I have a lovely 2010 a3 quattro already, but fancy something a bit sportier

Cheers


----------



## Hoggy (May 8, 2002)

Hi, There is no post limit as it would encourage bumping etc.
Keep checking.
Click link for Market Place & PM info.
https://www.ttforum.co.uk/forum/viewtop ... 0&t=804241
Hoggy.


----------



## lukeyboi89 (Jun 12, 2011)

Thanks for the reply.

That thread doesn't suggest a time line, so it's a bit of guess work involved ha.

My account is years old but I've not really used it


----------



## Hoggy (May 8, 2002)

Hi, There are a couple in there but the posts are 9 months old so probably sold & posts not updated.
Check your access regularly :wink: 
Hoggy.


----------



## lukeyboi89 (Jun 12, 2011)

Cheers buddy,

I put a post up of my a3 in the other cars section if anyone cares


----------



## YELLOW_TT (Feb 25, 2004)

Welcome


----------



## lukeyboi89 (Jun 12, 2011)

Hi all,

You two seem to be the gurus around here, who's going to point me in the direction of a buyers guide / thinks to look out for on a mk2 TTS?

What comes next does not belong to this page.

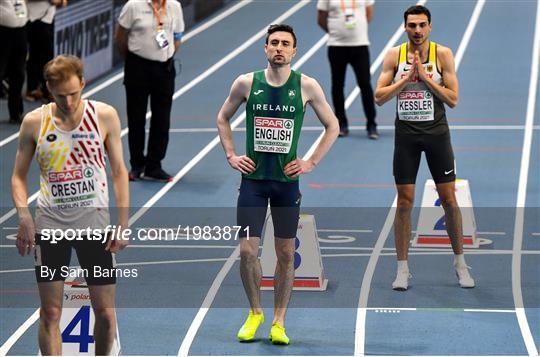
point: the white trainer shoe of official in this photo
(464, 277)
(402, 280)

I'm aware of the cam follower needing changed regularly but there didn't seem to be much else coming up on Google.

Cheers


----------



## Hoggy (May 8, 2002)

Hi lukeyboi89,
My standard reply for would be MK2 owners
Common Mk2 probs, saggy leather seats, noisy/failing window regulators, knocking steering racks, bonnet opening lever snaps & poor connections to rear lights, making them dim or loss of lights.

DSG, Get it nice & hot, check there is no delay on pulling away & no juddering when traveling very slowly, reversing up an incline or pulling into parking spot etc. Expensive to repair, but probably no more than a manuals clutch.

Check thoroughly for any damp as drains block easily & any damp can cause future electrical prob.
There are many common places where water can get in & leaking windscreen seals are being reported recently.
Check the MK2 KB for water leak info.
Recent reports of rear chassis/floor corrosion, but that could just be that particular car.
Hoggy.


----------



## lukeyboi89 (Jun 12, 2011)

Hoggy said:


> Hi lukeyboi89,
> My standard reply for would be MK2 owners
> Common Mk2 probs, saggy leather seats, noisy/failing window regulators, knocking steering racks, bonnet opening lever snaps & poor connections to rear lights, making them dim or loss of lights.
> 
> ...


thats a great start thank you sir!

im not sure if the TTS specifically has any other issues than the cam follower i mentioned previously.

will do some digging around, thanks again


----------